A Bayesian Framework for Active Tactile Object Recognition, Pose Estimation and Shape Transfer Learning
This work addresses the problem of enabling robots to explore and understand objects through touch, which is incremental as it builds on existing Bayesian and tactile methods.
The paper tackles active tactile object recognition, pose estimation, and shape transfer learning for robots by combining a particle filter and Gaussian process implicit surface in a Bayesian framework, demonstrating effectiveness in simulation for known objects and novel shape learning.

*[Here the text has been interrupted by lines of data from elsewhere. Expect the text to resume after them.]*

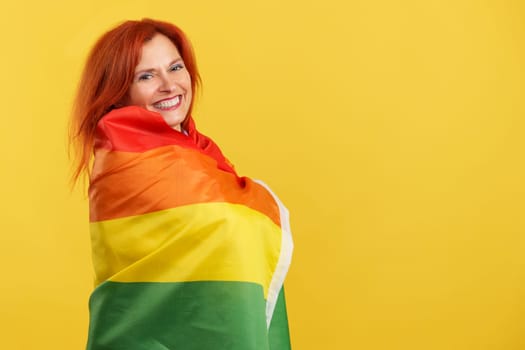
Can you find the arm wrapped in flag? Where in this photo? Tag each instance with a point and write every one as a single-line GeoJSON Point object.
{"type": "Point", "coordinates": [187, 254]}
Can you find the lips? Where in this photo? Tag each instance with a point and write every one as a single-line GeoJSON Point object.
{"type": "Point", "coordinates": [169, 104]}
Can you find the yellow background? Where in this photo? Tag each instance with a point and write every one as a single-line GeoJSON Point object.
{"type": "Point", "coordinates": [393, 130]}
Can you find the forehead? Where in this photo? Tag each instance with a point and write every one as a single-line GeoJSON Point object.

As humans can explore and understand the world through active touch, similar capability is desired for robots. In this paper, we address the problem of active tactile object recognition, pose estimation and shape transfer learning, where a customized particle filter (PF) and Gaussian process implicit surface (GPIS) is combined in a unified Bayesian framework. Upon new tactile input, the customized PF updates the joint distribution of the object class and object pose while tracking the novelty of the object. Once a novel object is identified, its shape will be reconstructed using GPIS. By grounding the prior of the GPIS with the maximum-a-posteriori (MAP) estimation from the PF, the knowledge about known shapes can be transferred to learn novel shapes. An exploration procedure based on global shape estimation is proposed to guide active data acquisition and terminate the exploration upon sufficient information. Through experiments in simulation, the proposed framework demonstrated its effectiveness and efficiency in estimating object class and pose for known objects and learning novel shapes. Furthermore, it can recognize previously learned shapes reliably.